For the purposes of this piece, I’ll state that I think about the “middle class” to be those workers who earn between $14,000 and $125,000 per year. That covers just about every worker from entry level manufacturing to first tier management. We create the bulk of real wages that move throughout this country. We also pay virtually all of the taxes in this country. Never mind that corporations pay large sums in corporate taxes every year, because the fact of the matter is, they collect those sums from us at the consumer level. Yes, we pay those corporate tax bills, and we know it.

It’s the middle class private sector which supports capitalism. It’s the middle class private sector which supports the government. It’s the middle class private sector which builds and floats Wall Street. Laugh if you’ll, then look at today’s Dow Industrial Average… gotcha!
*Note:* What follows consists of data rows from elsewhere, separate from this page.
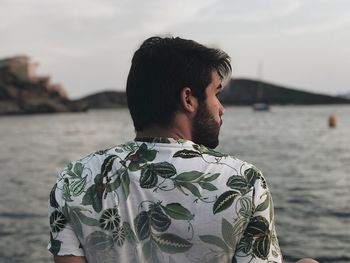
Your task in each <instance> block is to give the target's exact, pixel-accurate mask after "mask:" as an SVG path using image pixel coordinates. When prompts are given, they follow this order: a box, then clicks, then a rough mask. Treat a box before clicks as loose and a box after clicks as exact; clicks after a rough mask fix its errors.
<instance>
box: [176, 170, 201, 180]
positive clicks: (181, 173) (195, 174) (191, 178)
mask: <svg viewBox="0 0 350 263" xmlns="http://www.w3.org/2000/svg"><path fill="white" fill-rule="evenodd" d="M202 175H203V173H202V172H198V171H190V172H184V173H181V174H178V175H177V176H176V177H175V180H177V181H185V182H190V181H193V180H196V179H197V178H198V177H201V176H202Z"/></svg>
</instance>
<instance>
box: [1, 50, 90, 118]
mask: <svg viewBox="0 0 350 263" xmlns="http://www.w3.org/2000/svg"><path fill="white" fill-rule="evenodd" d="M21 59H23V58H22V57H21ZM7 60H8V61H7ZM7 60H2V61H0V62H2V63H0V115H4V114H6V115H7V114H30V113H54V112H72V111H84V110H87V106H86V105H85V104H84V103H82V102H79V101H71V100H69V99H68V98H67V97H66V95H65V91H64V90H63V88H62V87H61V86H60V85H57V84H55V85H53V84H50V82H49V78H48V77H35V78H34V77H31V76H27V75H25V74H19V73H23V70H22V71H21V72H17V71H16V70H17V68H15V69H16V70H14V69H13V67H11V66H13V65H12V64H9V63H12V60H10V59H7ZM5 62H6V63H5ZM15 62H16V63H23V61H19V62H18V61H15ZM24 62H25V61H24ZM24 66H25V64H24ZM21 69H22V68H21Z"/></svg>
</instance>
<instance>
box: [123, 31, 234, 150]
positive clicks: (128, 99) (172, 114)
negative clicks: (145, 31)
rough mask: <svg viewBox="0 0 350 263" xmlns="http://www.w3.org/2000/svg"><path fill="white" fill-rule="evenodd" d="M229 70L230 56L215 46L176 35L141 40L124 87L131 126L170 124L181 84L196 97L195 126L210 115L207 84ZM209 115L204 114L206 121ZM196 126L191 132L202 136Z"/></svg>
mask: <svg viewBox="0 0 350 263" xmlns="http://www.w3.org/2000/svg"><path fill="white" fill-rule="evenodd" d="M230 73H231V65H230V58H229V56H228V55H227V54H226V53H225V52H223V51H221V50H219V49H213V48H207V47H205V46H203V45H201V44H199V43H197V42H194V41H192V40H186V39H181V38H178V37H177V38H160V37H151V38H149V39H147V40H145V41H144V42H143V44H142V45H141V47H140V48H139V49H138V50H137V51H136V52H135V54H134V57H133V59H132V64H131V68H130V72H129V76H128V81H127V88H126V92H127V101H128V106H129V110H130V113H131V117H132V119H133V122H134V126H135V130H136V131H137V132H140V131H143V130H145V129H147V128H148V127H150V126H152V125H157V126H160V127H168V126H170V125H171V124H172V121H173V120H174V116H175V114H176V112H177V111H179V110H180V108H181V92H182V91H183V89H184V88H187V89H189V90H190V93H191V95H192V96H194V97H195V98H196V99H197V100H198V104H199V106H198V107H199V109H198V115H199V116H197V117H196V118H195V119H194V122H193V129H196V128H198V127H199V125H198V124H200V123H201V122H203V121H204V120H203V119H202V118H203V117H208V114H209V117H213V116H210V115H212V113H210V109H209V107H210V106H211V105H207V104H208V103H207V102H206V99H207V88H208V87H209V86H210V84H211V83H212V82H213V77H215V78H216V80H217V81H216V84H218V86H220V84H221V81H222V80H223V79H224V78H227V77H228V76H229V75H230ZM217 82H219V83H217ZM220 87H221V86H220ZM216 88H217V87H215V89H216ZM205 110H207V111H208V110H209V112H205ZM204 113H207V114H206V115H205V114H204ZM210 119H211V118H209V119H208V118H207V121H209V123H210ZM195 120H196V122H197V123H195ZM206 125H208V123H206ZM200 126H201V125H200ZM200 130H201V129H199V130H197V131H194V133H195V134H197V135H196V136H195V134H193V137H194V138H196V137H201V136H202V135H201V134H198V133H199V131H200ZM193 140H194V139H193ZM194 141H195V142H196V140H194ZM198 143H201V142H200V141H199V142H198ZM202 144H203V143H202ZM215 146H216V145H215Z"/></svg>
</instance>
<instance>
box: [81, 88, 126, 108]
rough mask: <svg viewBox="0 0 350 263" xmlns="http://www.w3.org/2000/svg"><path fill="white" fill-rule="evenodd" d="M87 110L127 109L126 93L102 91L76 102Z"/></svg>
mask: <svg viewBox="0 0 350 263" xmlns="http://www.w3.org/2000/svg"><path fill="white" fill-rule="evenodd" d="M78 101H79V102H81V103H84V104H86V105H87V106H88V108H89V109H113V108H123V107H127V102H126V93H125V92H121V91H104V92H99V93H95V94H92V95H89V96H86V97H83V98H81V99H80V100H78Z"/></svg>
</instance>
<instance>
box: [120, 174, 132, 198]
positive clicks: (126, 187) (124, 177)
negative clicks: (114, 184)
mask: <svg viewBox="0 0 350 263" xmlns="http://www.w3.org/2000/svg"><path fill="white" fill-rule="evenodd" d="M121 183H122V188H123V192H124V195H125V198H126V199H127V198H128V196H129V185H130V178H129V173H128V172H127V171H125V173H123V174H122V176H121Z"/></svg>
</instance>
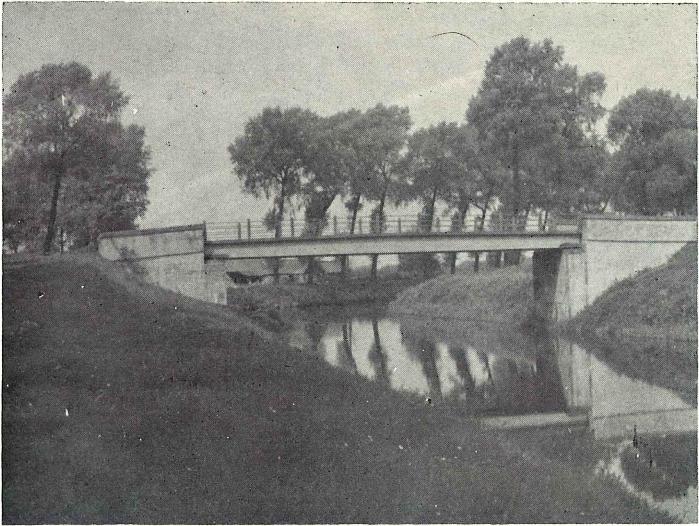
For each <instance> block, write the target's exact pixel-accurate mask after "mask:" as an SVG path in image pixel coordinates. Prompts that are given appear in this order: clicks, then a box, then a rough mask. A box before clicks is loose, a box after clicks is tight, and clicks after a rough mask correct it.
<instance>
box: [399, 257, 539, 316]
mask: <svg viewBox="0 0 699 526" xmlns="http://www.w3.org/2000/svg"><path fill="white" fill-rule="evenodd" d="M533 302H534V292H533V288H532V270H531V261H527V262H525V263H523V264H522V265H520V266H511V267H505V268H500V269H495V270H486V271H482V272H479V273H472V272H466V273H462V274H454V275H446V276H445V275H440V276H437V277H434V278H431V279H429V280H427V281H425V282H423V283H420V284H418V285H416V286H414V287H411V288H409V289H406V290H404V291H403V292H401V293H400V294H398V296H397V298H396V299H395V301H393V302H392V303H391V305H390V309H391V311H393V312H395V313H398V314H408V315H413V316H415V315H417V316H425V315H428V316H435V317H446V318H461V319H469V320H475V321H497V322H503V323H510V324H515V325H521V324H522V323H524V322H525V321H526V320H527V319H528V317H529V316H530V314H531V306H532V305H533Z"/></svg>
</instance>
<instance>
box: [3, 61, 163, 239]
mask: <svg viewBox="0 0 699 526" xmlns="http://www.w3.org/2000/svg"><path fill="white" fill-rule="evenodd" d="M127 102H128V97H127V96H126V95H125V94H124V93H123V92H122V91H121V90H120V89H119V86H118V85H117V83H116V82H115V81H114V80H113V79H112V78H111V76H110V75H109V73H105V74H102V75H99V76H97V77H94V76H93V75H92V72H91V71H90V70H89V68H87V67H86V66H84V65H82V64H78V63H75V62H73V63H70V64H48V65H45V66H43V67H42V68H40V69H39V70H37V71H32V72H30V73H27V74H24V75H22V76H20V77H19V79H18V80H17V81H16V82H15V83H14V84H13V85H12V87H11V88H10V90H9V91H8V93H7V94H6V95H5V97H4V100H3V103H4V109H5V118H4V121H3V132H4V137H5V141H4V145H3V146H4V151H5V158H4V162H3V170H4V177H3V225H4V227H5V228H4V231H5V239H6V240H8V241H9V242H10V244H11V245H13V246H15V247H16V246H17V245H18V244H20V243H27V244H32V243H33V242H35V241H36V238H37V236H39V235H41V233H44V240H43V250H44V252H48V251H49V250H50V249H51V247H52V243H53V240H54V237H55V230H56V221H57V218H60V219H61V222H62V226H63V227H64V229H65V230H66V231H67V233H68V234H69V236H70V237H71V238H72V239H73V240H74V241H77V242H80V241H82V242H89V241H94V240H95V239H96V236H97V235H98V234H99V232H100V231H103V230H115V229H119V228H130V227H133V222H134V220H135V219H136V218H137V217H138V216H140V215H141V214H142V213H143V212H144V211H145V208H146V206H147V204H148V201H147V199H146V193H147V190H148V177H149V175H150V168H149V167H148V162H149V159H150V154H149V151H148V149H147V148H146V146H145V144H144V131H143V129H142V128H139V127H138V126H133V125H132V126H129V127H126V128H125V127H124V126H123V125H122V124H121V122H120V115H121V110H122V109H123V107H124V106H125V105H126V104H127ZM59 208H60V210H59Z"/></svg>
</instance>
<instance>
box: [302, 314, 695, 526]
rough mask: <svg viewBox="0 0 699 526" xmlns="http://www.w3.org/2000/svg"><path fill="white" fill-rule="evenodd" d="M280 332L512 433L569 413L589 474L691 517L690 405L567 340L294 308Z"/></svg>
mask: <svg viewBox="0 0 699 526" xmlns="http://www.w3.org/2000/svg"><path fill="white" fill-rule="evenodd" d="M288 337H289V341H290V343H291V345H294V346H296V347H300V348H304V349H306V350H307V351H309V352H312V353H316V354H318V355H320V356H322V357H323V359H324V360H325V361H327V362H328V363H329V364H331V365H332V366H333V367H337V368H340V369H343V370H344V371H346V372H347V373H348V374H353V375H359V376H362V377H364V378H367V379H369V380H371V381H374V382H377V383H380V384H382V385H384V386H385V387H386V388H387V389H393V390H396V391H401V392H405V393H410V394H413V395H414V396H419V397H421V398H423V399H424V400H425V403H426V404H448V405H449V406H451V407H452V408H453V410H455V411H456V412H457V413H460V414H462V415H463V417H464V418H475V419H478V420H481V421H482V422H490V421H495V420H496V421H497V422H498V424H499V425H505V426H506V427H508V428H510V429H517V428H518V427H522V426H530V425H534V426H536V424H537V421H538V420H541V421H543V420H544V419H545V418H547V417H549V416H551V415H556V418H558V417H560V418H562V421H563V422H572V420H570V421H568V420H566V418H569V417H574V416H577V417H578V418H576V419H575V422H576V423H578V424H580V423H582V425H583V426H586V427H587V429H589V431H591V433H589V435H590V437H591V438H590V440H593V441H594V442H595V444H596V445H600V444H601V445H602V446H603V447H601V448H600V447H597V448H593V449H594V450H595V451H597V452H599V451H602V452H603V453H598V457H597V458H595V459H594V460H595V462H592V463H591V465H595V466H596V467H595V469H596V471H597V472H598V473H603V474H607V475H612V476H615V477H618V478H619V480H620V481H621V483H622V485H623V486H624V487H625V488H626V489H627V490H628V491H629V492H630V493H633V494H635V495H637V496H638V497H639V498H641V499H643V500H645V501H646V502H648V503H650V504H652V505H654V506H657V507H659V508H661V509H663V510H665V511H667V512H668V513H670V514H671V515H672V516H673V517H675V518H676V519H678V520H681V521H683V522H686V521H689V522H696V520H697V505H696V502H697V476H696V458H697V456H696V455H697V450H696V440H697V435H696V429H697V410H696V408H695V407H693V406H691V405H690V404H688V403H686V402H685V401H683V400H682V399H681V398H680V397H679V396H677V395H676V394H675V393H673V392H672V391H670V390H668V389H664V388H662V387H658V386H655V385H652V384H649V383H646V382H642V381H639V380H634V379H631V378H629V377H627V376H625V375H623V374H620V373H618V372H616V371H615V370H613V369H612V368H611V367H610V366H609V365H607V364H605V363H604V362H603V361H602V360H600V359H598V358H596V357H595V356H593V355H592V354H591V353H589V352H587V351H586V350H585V349H583V348H582V347H580V346H579V345H577V344H575V343H573V342H569V341H566V340H564V339H562V338H559V337H553V336H552V335H550V334H548V333H546V332H545V331H542V332H541V333H539V334H538V335H524V334H522V333H519V332H517V331H513V330H508V329H507V328H504V327H497V326H489V325H471V324H469V325H464V324H463V323H457V322H454V321H440V320H431V319H429V318H425V319H418V318H412V317H411V318H398V317H392V316H389V315H387V314H386V313H384V312H381V311H373V312H372V311H366V310H362V309H352V310H344V311H340V312H333V313H330V312H323V311H316V312H309V313H305V315H304V320H302V321H301V320H299V321H297V322H296V323H295V324H294V329H293V330H292V331H290V333H289V335H288ZM580 415H584V416H583V418H582V419H580V418H579V417H580ZM566 425H567V424H566ZM571 425H572V424H571ZM537 432H540V433H550V429H543V428H542V429H541V430H540V431H537Z"/></svg>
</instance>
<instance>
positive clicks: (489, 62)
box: [466, 37, 605, 259]
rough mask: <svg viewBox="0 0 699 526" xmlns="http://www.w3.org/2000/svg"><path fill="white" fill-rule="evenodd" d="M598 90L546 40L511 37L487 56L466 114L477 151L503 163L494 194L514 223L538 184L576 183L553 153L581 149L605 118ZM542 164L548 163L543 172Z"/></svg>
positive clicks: (554, 193) (554, 47)
mask: <svg viewBox="0 0 699 526" xmlns="http://www.w3.org/2000/svg"><path fill="white" fill-rule="evenodd" d="M604 89H605V80H604V76H603V75H602V74H601V73H588V74H585V75H579V74H578V71H577V68H575V67H574V66H571V65H570V64H567V63H565V62H564V61H563V48H561V47H559V46H554V45H553V43H552V42H551V41H550V40H548V39H547V40H544V41H543V42H542V43H531V42H530V41H529V40H528V39H527V38H525V37H518V38H515V39H514V40H511V41H510V42H507V43H505V44H504V45H502V46H500V47H498V48H496V49H495V51H494V52H493V54H492V55H491V57H490V59H489V60H488V63H487V64H486V68H485V78H484V79H483V82H482V84H481V86H480V88H479V90H478V93H477V95H476V96H475V97H473V98H472V99H471V101H470V103H469V107H468V112H467V115H466V118H467V120H468V122H469V124H471V125H472V126H474V127H475V128H476V130H477V131H478V135H479V142H480V143H481V145H482V148H483V149H484V150H487V151H488V152H489V153H490V154H491V155H493V156H494V157H496V158H497V159H498V160H499V161H500V164H501V165H502V166H503V167H504V168H506V170H505V171H504V173H503V175H505V180H504V181H503V184H502V189H501V192H500V195H499V198H500V200H501V201H502V202H503V205H504V208H505V210H506V213H507V214H508V215H511V216H512V217H513V218H516V219H518V220H519V224H520V225H522V224H523V219H524V218H526V215H527V214H528V212H529V210H530V209H531V208H532V207H533V206H536V204H537V199H538V197H539V189H540V188H541V187H546V186H549V185H551V184H552V183H553V184H554V185H555V187H556V188H557V189H558V188H564V189H565V188H574V187H575V184H576V180H577V177H578V176H579V175H580V174H575V173H573V172H571V171H569V170H568V168H570V165H569V164H568V163H567V160H566V159H567V155H560V156H559V154H560V153H561V152H568V151H573V152H574V151H581V150H582V149H584V148H585V146H586V141H587V138H588V137H589V135H590V134H591V133H592V127H593V125H594V124H595V122H596V121H597V120H598V119H599V118H600V117H602V116H603V115H604V108H602V106H601V105H600V103H599V97H600V96H601V95H602V93H603V92H604ZM551 163H553V164H551ZM546 166H550V167H551V168H550V169H547V170H543V171H542V167H546ZM551 195H557V194H556V193H549V197H550V196H551ZM556 204H557V203H556ZM517 259H518V258H517Z"/></svg>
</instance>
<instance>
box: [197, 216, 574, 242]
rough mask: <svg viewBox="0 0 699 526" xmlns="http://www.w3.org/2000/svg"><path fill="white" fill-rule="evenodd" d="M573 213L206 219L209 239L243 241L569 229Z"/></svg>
mask: <svg viewBox="0 0 699 526" xmlns="http://www.w3.org/2000/svg"><path fill="white" fill-rule="evenodd" d="M579 223H580V221H579V218H578V217H577V216H569V217H564V216H555V217H552V216H549V217H548V218H547V217H545V216H544V215H528V216H516V217H514V216H507V215H503V214H497V213H494V214H491V215H489V216H488V217H486V218H485V219H482V218H480V217H466V218H458V217H456V218H455V217H439V216H437V217H435V218H434V219H433V220H432V221H431V222H430V221H429V220H426V219H425V218H424V217H421V216H400V215H387V216H384V217H383V218H382V219H378V218H375V217H366V216H361V217H357V218H355V220H354V223H353V222H352V220H351V219H350V218H345V219H340V218H338V217H337V216H333V217H330V218H328V219H327V220H325V221H304V220H298V219H295V218H289V219H285V220H283V221H281V222H279V223H277V224H276V225H271V224H269V223H268V222H265V221H251V220H246V221H231V222H207V223H206V237H207V240H209V241H241V242H242V241H247V240H255V239H274V238H282V239H288V238H316V237H347V236H386V235H391V236H393V235H411V234H432V235H440V234H454V233H469V232H470V233H478V232H482V233H508V232H573V231H577V230H578V229H579Z"/></svg>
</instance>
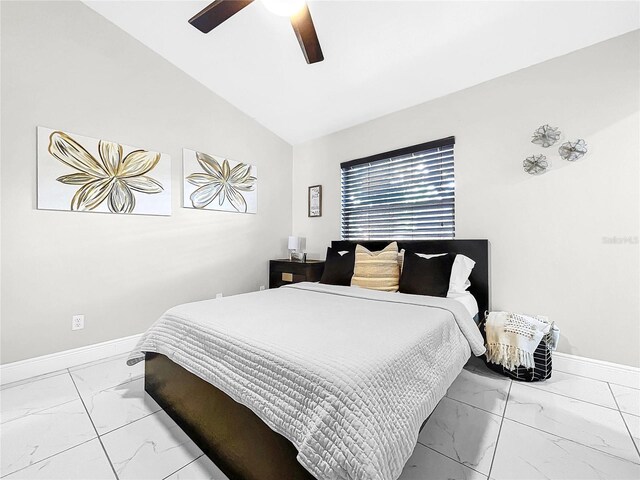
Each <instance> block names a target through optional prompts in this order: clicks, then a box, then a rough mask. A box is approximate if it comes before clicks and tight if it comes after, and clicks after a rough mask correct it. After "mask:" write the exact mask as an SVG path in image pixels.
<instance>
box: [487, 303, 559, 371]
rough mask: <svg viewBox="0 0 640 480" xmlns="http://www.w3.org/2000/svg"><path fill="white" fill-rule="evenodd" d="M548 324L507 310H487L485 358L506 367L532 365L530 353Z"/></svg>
mask: <svg viewBox="0 0 640 480" xmlns="http://www.w3.org/2000/svg"><path fill="white" fill-rule="evenodd" d="M550 328H551V325H550V324H549V323H546V322H543V321H542V320H539V319H537V318H535V317H529V316H527V315H518V314H515V313H509V312H491V313H489V315H488V316H487V322H486V325H485V331H486V332H487V360H488V361H489V362H492V363H497V364H499V365H503V366H504V367H505V368H507V369H508V370H513V369H514V368H516V367H519V366H524V367H525V368H533V367H534V360H533V352H535V351H536V348H537V347H538V345H539V344H540V341H541V340H542V337H544V335H545V334H547V333H549V330H550Z"/></svg>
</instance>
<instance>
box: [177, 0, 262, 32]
mask: <svg viewBox="0 0 640 480" xmlns="http://www.w3.org/2000/svg"><path fill="white" fill-rule="evenodd" d="M252 2H253V0H216V1H215V2H213V3H212V4H210V5H209V6H208V7H206V8H204V9H202V10H201V11H200V12H198V13H197V14H195V15H194V16H193V17H191V18H190V19H189V23H190V24H191V25H193V26H194V27H196V28H197V29H198V30H200V31H201V32H202V33H209V32H210V31H211V30H213V29H214V28H216V27H217V26H218V25H220V24H221V23H222V22H224V21H225V20H228V19H229V18H231V17H232V16H233V15H235V14H236V13H238V12H239V11H240V10H242V9H243V8H244V7H246V6H247V5H249V4H250V3H252Z"/></svg>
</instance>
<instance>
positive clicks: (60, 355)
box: [0, 334, 142, 385]
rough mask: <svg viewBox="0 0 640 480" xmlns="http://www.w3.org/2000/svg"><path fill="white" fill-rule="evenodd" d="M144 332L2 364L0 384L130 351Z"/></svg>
mask: <svg viewBox="0 0 640 480" xmlns="http://www.w3.org/2000/svg"><path fill="white" fill-rule="evenodd" d="M141 335H142V334H137V335H131V336H129V337H124V338H117V339H115V340H109V341H107V342H102V343H96V344H94V345H87V346H86V347H80V348H74V349H72V350H65V351H63V352H57V353H52V354H50V355H43V356H41V357H34V358H29V359H27V360H21V361H19V362H12V363H6V364H4V365H0V384H2V385H4V384H7V383H11V382H17V381H18V380H24V379H25V378H30V377H35V376H37V375H44V374H46V373H51V372H55V371H56V370H63V369H65V368H69V367H74V366H76V365H81V364H83V363H87V362H93V361H95V360H100V359H102V358H107V357H111V356H114V355H119V354H121V353H128V352H130V351H131V350H133V348H134V347H135V346H136V343H138V340H139V339H140V336H141Z"/></svg>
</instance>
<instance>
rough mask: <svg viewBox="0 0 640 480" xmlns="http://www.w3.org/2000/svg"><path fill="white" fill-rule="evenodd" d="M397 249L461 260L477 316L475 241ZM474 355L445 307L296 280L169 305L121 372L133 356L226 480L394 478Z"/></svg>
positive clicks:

I warned readers almost two years ago that our incomes here at ground level were drying up. I told the world that we were closing our wallets. I almost begged investors to exit retail, and the worst there is yet to come. Face it folks; we, the American middle class, are the support structure for the world financial system. Blind capitalists have raped and pillaged us. Now we are being ignored as the system to which we are essential slowly dies. I called the dance, ” world economic shake down.” Now it’s here, but no one is dancing.

At this point, I don’t think I’ll call myself a Patriot-Capitalist-Industrialist. I think I’m a Patriot-Industrialist with Capitalist leanings now. The reason for this is simple; As I’ve written on these pages before, “If you don’t have manufacturing, then you’ve nothing at all.”

It’s high time for capitalism to again take a far back seat to manufacturing. Industrialism built this country. Without it, we shall fall.